Braga está disposto a encampar a luta para mostrar ao país que a Zona Franca paraguaia é uma ameaça real não apenas à economia do Amazonas, como também a todo setor industrial brasileiro. “Eles jogaram pesado. Baixaram os impostos ao menor nível possível, adotaram uma política trabalhista que só beneficia as empresas e com isso baratearam muito a mão de obra. É uma concorrência desleal, que o Brasil precisa combater”, explica.
“A maior ameaça ao nosso Pólo Industrial restá na localização dessa nova Zona Franca. Eles estão ali ao lado do mercado consumidor do Sudeste, o mais atraente da América do Sul e principal cliente das nossas indústrias. Há multinacionais estudando sério a possíbilidade de se instalar ali”, diz o sernador.

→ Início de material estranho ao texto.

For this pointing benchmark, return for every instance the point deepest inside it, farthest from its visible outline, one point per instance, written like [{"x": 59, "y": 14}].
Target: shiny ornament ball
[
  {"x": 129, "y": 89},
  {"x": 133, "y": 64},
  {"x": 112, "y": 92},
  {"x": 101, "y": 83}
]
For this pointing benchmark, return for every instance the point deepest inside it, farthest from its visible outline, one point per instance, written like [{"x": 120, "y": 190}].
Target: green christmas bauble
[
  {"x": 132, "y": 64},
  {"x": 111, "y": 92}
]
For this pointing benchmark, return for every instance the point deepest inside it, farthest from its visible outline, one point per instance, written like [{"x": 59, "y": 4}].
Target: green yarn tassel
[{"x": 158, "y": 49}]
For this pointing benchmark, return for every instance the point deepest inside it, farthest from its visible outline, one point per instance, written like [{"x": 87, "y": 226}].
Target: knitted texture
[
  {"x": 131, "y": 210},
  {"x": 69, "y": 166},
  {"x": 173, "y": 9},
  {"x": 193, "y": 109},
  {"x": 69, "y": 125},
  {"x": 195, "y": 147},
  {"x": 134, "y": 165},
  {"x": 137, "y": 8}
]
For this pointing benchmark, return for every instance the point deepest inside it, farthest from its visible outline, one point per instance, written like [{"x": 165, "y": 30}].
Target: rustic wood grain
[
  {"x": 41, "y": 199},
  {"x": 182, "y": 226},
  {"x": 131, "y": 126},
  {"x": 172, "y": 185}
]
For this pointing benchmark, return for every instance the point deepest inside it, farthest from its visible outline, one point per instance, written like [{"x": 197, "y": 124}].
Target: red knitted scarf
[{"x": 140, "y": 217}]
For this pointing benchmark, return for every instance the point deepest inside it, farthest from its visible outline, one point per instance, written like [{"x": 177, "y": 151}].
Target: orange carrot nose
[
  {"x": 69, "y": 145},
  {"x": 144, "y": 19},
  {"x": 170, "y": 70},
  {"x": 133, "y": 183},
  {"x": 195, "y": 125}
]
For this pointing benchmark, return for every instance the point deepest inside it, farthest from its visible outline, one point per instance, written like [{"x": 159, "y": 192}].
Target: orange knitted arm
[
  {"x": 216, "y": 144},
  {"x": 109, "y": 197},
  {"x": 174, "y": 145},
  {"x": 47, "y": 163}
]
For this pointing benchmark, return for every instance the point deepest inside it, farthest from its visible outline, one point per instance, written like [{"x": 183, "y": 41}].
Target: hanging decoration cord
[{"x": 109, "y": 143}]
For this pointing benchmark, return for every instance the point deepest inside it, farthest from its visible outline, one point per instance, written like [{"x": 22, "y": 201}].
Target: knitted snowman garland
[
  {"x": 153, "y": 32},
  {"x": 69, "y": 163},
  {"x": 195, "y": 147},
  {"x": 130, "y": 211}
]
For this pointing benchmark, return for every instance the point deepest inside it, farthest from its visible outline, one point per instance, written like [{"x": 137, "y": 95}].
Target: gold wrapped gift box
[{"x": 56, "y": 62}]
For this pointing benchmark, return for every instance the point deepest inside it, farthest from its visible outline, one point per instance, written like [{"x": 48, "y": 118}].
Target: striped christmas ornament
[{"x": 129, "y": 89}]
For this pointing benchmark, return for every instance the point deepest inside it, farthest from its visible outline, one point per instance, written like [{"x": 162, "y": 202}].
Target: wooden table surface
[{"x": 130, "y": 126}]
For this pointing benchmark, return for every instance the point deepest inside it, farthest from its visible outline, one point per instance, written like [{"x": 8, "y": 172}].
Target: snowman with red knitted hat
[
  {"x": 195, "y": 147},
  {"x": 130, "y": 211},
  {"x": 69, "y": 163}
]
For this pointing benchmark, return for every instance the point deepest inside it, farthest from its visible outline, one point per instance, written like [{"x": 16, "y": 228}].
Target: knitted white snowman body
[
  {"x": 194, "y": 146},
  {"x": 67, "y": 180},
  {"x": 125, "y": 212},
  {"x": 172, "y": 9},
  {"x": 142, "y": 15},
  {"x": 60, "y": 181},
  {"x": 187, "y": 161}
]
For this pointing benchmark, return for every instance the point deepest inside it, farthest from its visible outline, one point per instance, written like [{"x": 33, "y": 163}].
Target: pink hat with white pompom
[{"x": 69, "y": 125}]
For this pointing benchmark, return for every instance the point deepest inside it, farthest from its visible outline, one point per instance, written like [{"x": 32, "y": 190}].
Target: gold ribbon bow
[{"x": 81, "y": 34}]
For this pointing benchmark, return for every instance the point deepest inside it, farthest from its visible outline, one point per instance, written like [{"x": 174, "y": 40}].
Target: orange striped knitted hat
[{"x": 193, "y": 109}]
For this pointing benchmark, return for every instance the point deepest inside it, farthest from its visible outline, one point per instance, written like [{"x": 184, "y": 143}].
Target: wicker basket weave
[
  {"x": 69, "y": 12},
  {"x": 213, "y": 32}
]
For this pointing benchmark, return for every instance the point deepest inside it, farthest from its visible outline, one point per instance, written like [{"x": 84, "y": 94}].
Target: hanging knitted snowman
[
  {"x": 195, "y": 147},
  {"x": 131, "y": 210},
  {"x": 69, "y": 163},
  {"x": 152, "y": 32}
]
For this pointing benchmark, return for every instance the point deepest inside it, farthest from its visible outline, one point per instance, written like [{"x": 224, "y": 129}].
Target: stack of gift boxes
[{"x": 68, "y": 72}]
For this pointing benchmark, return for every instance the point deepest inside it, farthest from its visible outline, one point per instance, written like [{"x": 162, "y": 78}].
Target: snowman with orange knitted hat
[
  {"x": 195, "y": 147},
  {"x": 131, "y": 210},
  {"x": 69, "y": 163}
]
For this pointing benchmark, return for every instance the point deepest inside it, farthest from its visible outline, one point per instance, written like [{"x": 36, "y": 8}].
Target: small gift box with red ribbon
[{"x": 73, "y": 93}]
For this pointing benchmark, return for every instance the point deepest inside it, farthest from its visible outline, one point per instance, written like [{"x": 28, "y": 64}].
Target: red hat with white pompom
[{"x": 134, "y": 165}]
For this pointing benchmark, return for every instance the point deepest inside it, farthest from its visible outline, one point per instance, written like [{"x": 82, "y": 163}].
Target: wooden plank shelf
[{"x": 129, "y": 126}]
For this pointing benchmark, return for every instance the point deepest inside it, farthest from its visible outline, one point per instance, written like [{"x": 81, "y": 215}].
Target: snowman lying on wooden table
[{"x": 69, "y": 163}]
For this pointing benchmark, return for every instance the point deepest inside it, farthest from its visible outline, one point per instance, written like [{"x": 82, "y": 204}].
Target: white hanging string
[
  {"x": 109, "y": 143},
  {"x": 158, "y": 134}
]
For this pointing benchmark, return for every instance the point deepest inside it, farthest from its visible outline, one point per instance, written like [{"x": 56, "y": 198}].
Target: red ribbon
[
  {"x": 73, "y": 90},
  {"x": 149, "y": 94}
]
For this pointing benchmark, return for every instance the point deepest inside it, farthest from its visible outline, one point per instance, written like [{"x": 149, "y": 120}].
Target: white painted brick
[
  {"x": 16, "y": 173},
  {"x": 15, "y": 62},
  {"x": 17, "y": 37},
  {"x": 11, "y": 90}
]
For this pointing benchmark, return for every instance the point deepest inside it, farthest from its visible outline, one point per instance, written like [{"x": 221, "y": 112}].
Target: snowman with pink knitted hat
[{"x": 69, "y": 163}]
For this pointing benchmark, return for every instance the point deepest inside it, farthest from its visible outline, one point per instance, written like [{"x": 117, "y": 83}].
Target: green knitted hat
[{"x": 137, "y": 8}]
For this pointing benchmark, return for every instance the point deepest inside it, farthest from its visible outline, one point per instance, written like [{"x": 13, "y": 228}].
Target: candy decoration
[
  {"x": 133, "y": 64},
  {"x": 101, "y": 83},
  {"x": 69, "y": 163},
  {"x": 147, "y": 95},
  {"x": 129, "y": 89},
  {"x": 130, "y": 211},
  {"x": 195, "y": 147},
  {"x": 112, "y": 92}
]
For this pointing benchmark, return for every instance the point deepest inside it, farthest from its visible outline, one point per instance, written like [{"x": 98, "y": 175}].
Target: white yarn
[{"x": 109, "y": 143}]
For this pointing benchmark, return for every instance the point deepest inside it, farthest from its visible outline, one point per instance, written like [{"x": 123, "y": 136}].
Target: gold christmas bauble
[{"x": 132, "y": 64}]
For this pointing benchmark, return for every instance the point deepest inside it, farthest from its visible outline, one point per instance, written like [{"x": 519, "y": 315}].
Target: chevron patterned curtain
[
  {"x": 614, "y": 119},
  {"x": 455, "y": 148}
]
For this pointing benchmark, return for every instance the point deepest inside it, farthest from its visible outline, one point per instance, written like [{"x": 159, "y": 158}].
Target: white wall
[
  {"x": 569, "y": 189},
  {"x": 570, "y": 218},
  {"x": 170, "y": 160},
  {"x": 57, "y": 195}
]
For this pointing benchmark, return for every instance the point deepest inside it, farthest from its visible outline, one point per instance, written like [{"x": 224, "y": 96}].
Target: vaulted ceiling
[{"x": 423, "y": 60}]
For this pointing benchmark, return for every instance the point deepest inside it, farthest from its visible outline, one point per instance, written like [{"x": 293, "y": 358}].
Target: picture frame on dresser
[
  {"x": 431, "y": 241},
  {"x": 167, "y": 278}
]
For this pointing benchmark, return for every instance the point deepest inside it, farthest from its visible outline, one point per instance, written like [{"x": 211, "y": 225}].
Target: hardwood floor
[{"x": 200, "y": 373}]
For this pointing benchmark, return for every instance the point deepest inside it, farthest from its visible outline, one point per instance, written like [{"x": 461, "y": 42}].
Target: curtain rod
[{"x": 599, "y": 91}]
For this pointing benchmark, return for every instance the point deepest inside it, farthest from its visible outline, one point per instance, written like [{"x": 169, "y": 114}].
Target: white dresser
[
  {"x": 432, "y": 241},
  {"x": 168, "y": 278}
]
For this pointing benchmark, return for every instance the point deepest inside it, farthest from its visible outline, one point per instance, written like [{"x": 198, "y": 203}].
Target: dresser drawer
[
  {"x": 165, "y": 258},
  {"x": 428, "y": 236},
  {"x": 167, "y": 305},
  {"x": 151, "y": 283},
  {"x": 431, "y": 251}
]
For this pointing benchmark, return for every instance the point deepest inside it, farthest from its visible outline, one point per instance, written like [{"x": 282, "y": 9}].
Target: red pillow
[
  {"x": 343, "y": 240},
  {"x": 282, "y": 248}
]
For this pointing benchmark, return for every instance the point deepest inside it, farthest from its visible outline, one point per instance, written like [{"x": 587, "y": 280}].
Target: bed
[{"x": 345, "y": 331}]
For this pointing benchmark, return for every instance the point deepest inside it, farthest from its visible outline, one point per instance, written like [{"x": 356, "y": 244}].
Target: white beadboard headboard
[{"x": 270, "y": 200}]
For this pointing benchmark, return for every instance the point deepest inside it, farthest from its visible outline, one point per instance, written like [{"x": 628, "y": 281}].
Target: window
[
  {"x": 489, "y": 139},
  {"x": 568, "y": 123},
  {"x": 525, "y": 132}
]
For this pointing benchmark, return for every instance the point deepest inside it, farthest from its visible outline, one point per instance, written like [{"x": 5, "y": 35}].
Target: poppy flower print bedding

Nos próximos dias ele pretende levar a TV Senado ao Paraguai, para mostrar como funciona a Zona Franca ali instalada e alertar o Governo Federal sobre a necessidade de adotar medidas para evitar que o setor industrial brasileiro seja prejudicado. “Já há grandes empresas brasileiras instaladas lá, como a fábrica de roupas da Riachuelo. Precisamos acender o sinal de alerta”, conclui.
SEGURANÇA
Braga também pretende trabalhar para que projetos focados na Segurança Pública sejam votados com a máxima urgência no Senado. “Nós precisamos criar um sistema que faça o setor funcionar como é necessário. O problema não é exclusivo do Amazonas. É de todo país. Não faço aqui uma crítica pontual ao trabalho de nossos policiais. São abnegados que trabalham com muita dificuldade, contra o crime cada vez mais organizado. Precisamos proporcionar aos agentes da Segurança mecanismos para que possam combater o crime com mais organização e profissionalismo”, afirma.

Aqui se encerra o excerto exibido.